Brigitte parvient à Phera, heureuse mais épuisée. Le comité d’accueil l’attend ; cela lui redonne beaucoup d’énergie. Impossible de rester car il est tard. Manisha, les enfants, les voisins et Bhim lui disent « à demain ! ». Bhim est enchanté du coup de fil de Man. Quelle chance cette belle vie inattendue!
Assistant cook
Retour à lochabang. Laurent est là : sa grande complicité avec Didi Sandra fait plaisir à voir.
Nous discutons maintenant avec aisance en népalais. Non c’est une plaisanterie! Cependant, comparées à nos échanges initiaux, nos discussions paraissent effectivement fluides et nous sommes très fiers de nous ; c’est déjà ça.

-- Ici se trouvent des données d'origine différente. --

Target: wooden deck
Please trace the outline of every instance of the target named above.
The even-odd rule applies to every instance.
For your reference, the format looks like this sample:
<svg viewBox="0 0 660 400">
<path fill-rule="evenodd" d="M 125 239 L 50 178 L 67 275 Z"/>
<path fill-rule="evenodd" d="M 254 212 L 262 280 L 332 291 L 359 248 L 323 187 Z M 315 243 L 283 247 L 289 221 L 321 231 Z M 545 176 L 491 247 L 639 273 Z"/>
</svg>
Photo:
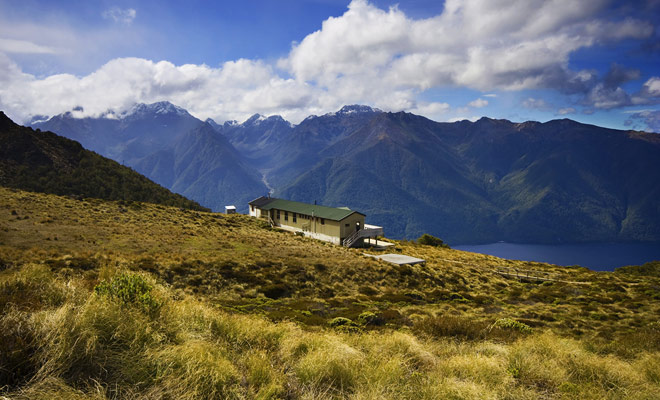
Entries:
<svg viewBox="0 0 660 400">
<path fill-rule="evenodd" d="M 397 264 L 397 265 L 415 265 L 415 264 L 426 264 L 426 260 L 423 260 L 421 258 L 415 258 L 415 257 L 410 257 L 410 256 L 405 256 L 403 254 L 381 254 L 381 255 L 374 255 L 374 254 L 366 254 L 364 253 L 365 256 L 377 258 L 379 260 L 387 261 L 388 263 L 392 264 Z"/>
</svg>

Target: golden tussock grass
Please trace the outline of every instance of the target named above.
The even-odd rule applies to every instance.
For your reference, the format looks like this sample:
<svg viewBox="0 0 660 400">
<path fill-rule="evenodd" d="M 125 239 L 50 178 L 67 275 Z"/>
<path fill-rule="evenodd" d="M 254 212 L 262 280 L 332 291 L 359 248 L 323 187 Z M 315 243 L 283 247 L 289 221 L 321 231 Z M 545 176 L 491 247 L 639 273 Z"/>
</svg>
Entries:
<svg viewBox="0 0 660 400">
<path fill-rule="evenodd" d="M 393 267 L 240 215 L 0 198 L 1 396 L 660 398 L 654 277 L 410 242 L 427 265 Z"/>
</svg>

Comme toujours, le dal bhat est délicieux. Laurent est maintenant responsable du mélange oignon, ail et épices choisis dans la boîte magique de Didi. Cette responsabilité est très importante car sans ce mélange le dal bhat ne présenterait pas cette diversité de goûts qui fait qu’on ne s’en lasse jamais.
Sous la menace du cyclone
Cet après-midi, Laurent est monté à Banphikot et en rapporte les échos du monde. Fausse alerte et bonne nouvelle pour Isabel, notre amie de Munich: elle n’est pas contaminée par le coronavirus ; ce n’est qu’un simple rhume. Nos amis de Haute-Savoie non seulement ne nous oublient pas mais s’occupent de notre chalet, de nos factures, du terrain et nous écrivent chaque jour. Merci Yolande, Olivier, Cathy … L’amitié, quel trésor! Il faut toujours prendre grand soin de ne jamais la gâcher sur un malentendu ou sur une petite chamaillerie sans importance! Que serions-nous sans l’amitié?
En Europe, on commence à parler de plan de relance de l’économie. Le « monde d’après » semble déjà bien loin seulement quelques jours après la fin du confinement !
Le cyclone Amphan de catégorie 5 annoncé par Namgyal approche des côtes du Bengale. Un tel phénomène météorologique n’a pas été observé depuis 2007. A priori, il devrait plutôt toucher l’est du Népal mais il vaut mieux être prudent.